Sami Yli-Sirniö steht als finnischer Export in einer der größten deutschen Thrash-Institutionen seit Jahren für die Verbindung aus messerscharfer Rhythmusarbeit und melodisch durchkomponierten Leads: technisch präzise und absolut energiegeladen. Gleichzeitig zeigt die Laufbahn des 53-Jährigen, dass sein musikalisches Zuhause nicht nur im Hochgeschwindigkeits-Metal liegt, sondern auch in atmosphärischeren, harmonisch offeneren Klangwelten, wie er in Bands wie Barren Earth oder Waltari zeigt.
Am 16.1. erscheint mit Krushers Of The World das inzwischen siebte Kreator-Album unter Beteiligung von Yli-Sirniö. Im April geht die Kombo aus dem Ruhrpott dann auf ausgedehnte Deutschland-Tournee. Und auch wenn die Sprachkenntnisse des Finnen nach eigener Aussage immerhin für „Straßendeutsch“ reichen, führten wir das Interview auf Englisch und befragten Sami Yli-Sirniö zu Themen wie Studioaufnahmen, seinen Stil, Gitarren-Equipment und Gitarrenausbildung.

Interview
Sami, mich hat beim Hören von Krushers Of The World neben der Energie vor allem die Vielfalt in deinen Soli beeindruckt. Wie sehr hört man in deinem Spiel noch, dass du ursprünglich von der klassischen Gitarre kommst?

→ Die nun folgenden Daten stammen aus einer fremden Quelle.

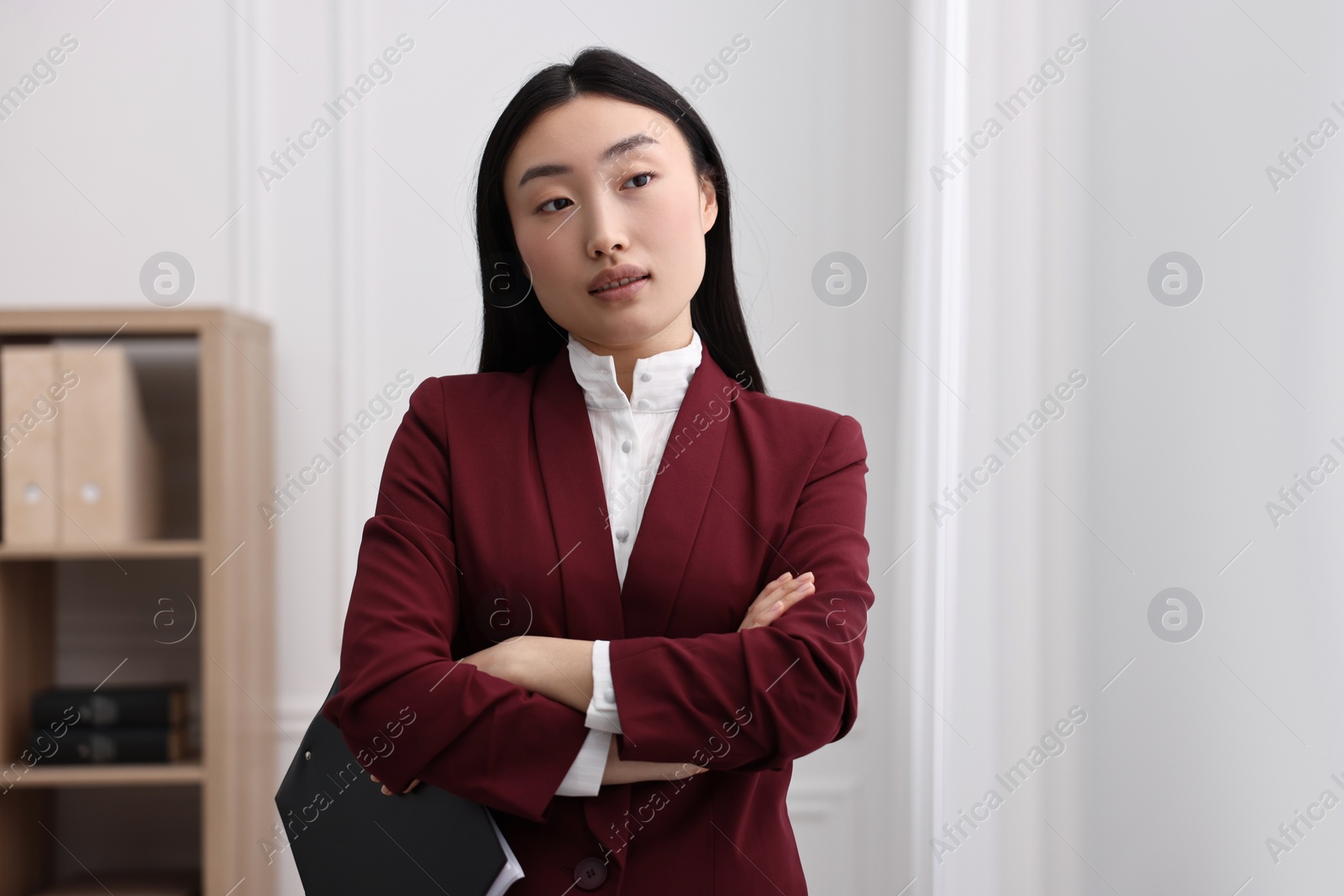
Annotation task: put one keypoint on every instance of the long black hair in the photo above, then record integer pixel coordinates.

Als ich angefangen habe – so mit 13 oder 14 – hat ein Freund mich gefragt, ob ich mit ihm ein paar Gitarrenstunden nehmen will. Und der Lehrer dort meinte zu mir: „Warum gehst du nicht mal nach oben?“ Dort war das Konservatorium in Helsinki. Er hat mich ermutigt, es dort zu versuchen. Ich habe dann ein Stück geübt, von dem er wollte, dass ich es dort vorspiele. Und ich hatte Glück. Ich war ja noch ein Kind, also waren sie sehr freundlich zu mir und meinten: „Hey – du musst hier anfangen.“ Und dann war ich ein paar Jahre dort.
Danach habe ich aus irgendeinem Grund auch versucht, ans Pop- und Jazz-Konservatorium in Helsinki zu kommen. Da war ich dann ungefähr drei Jahre oder so. Aber ich habe nie einen Abschluss gemacht, weil es damals schon mit Shows meiner Band losging. Aber es hat Spaß gemacht und es war, wie du dir vorstellen kannst, sehr hilfreich, ein bisschen zu studieren.

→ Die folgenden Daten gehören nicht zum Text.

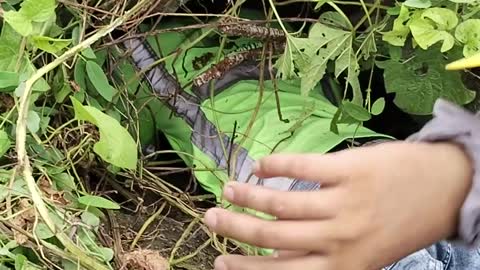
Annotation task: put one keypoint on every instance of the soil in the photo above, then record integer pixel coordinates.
(162, 236)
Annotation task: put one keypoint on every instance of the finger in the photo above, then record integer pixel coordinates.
(237, 262)
(325, 169)
(290, 253)
(280, 234)
(284, 204)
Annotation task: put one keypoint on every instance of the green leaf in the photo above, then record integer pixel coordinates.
(357, 112)
(64, 181)
(334, 19)
(433, 27)
(418, 83)
(33, 121)
(284, 64)
(100, 202)
(79, 74)
(348, 61)
(320, 3)
(100, 81)
(38, 10)
(399, 33)
(329, 43)
(42, 231)
(10, 57)
(5, 142)
(88, 53)
(8, 79)
(468, 33)
(31, 11)
(19, 22)
(115, 146)
(418, 3)
(378, 106)
(50, 45)
(90, 219)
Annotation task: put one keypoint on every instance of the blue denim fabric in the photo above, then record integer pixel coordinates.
(441, 256)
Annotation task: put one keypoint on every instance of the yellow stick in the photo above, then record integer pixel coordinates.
(468, 62)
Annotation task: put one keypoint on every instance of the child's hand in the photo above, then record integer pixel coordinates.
(376, 205)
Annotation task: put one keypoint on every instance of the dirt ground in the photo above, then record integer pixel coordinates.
(162, 236)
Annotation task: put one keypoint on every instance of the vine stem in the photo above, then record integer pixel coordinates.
(23, 164)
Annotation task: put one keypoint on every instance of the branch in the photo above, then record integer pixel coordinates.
(23, 165)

Findest du es nicht auch seltsam, dass man bis heute, wenn man Gitarre studieren will, im Grunde nur zwischen Klassik und Jazz wählen kann?
Ja. Vor allem damals, zumindest hier in Finnland. Heute weiß ich, dass Leute zum Beispiel in den USA, etwa am Berklee College of Music, sogar Dinge wie Metal studieren können. Aber damals – wir reden von späten Achtzigern, frühen Neunzigern – waren die Institutionen eher auf klassische Musik ausgerichtet oder eben auf Jazz und Pop. Vielleicht sind das die Arten von Musik, von denen man dachte, dass sie ein bisschen mehr verlangen. Aber Metal verlangt auch eine Menge. Im Grunde ist Metal wie Klassik.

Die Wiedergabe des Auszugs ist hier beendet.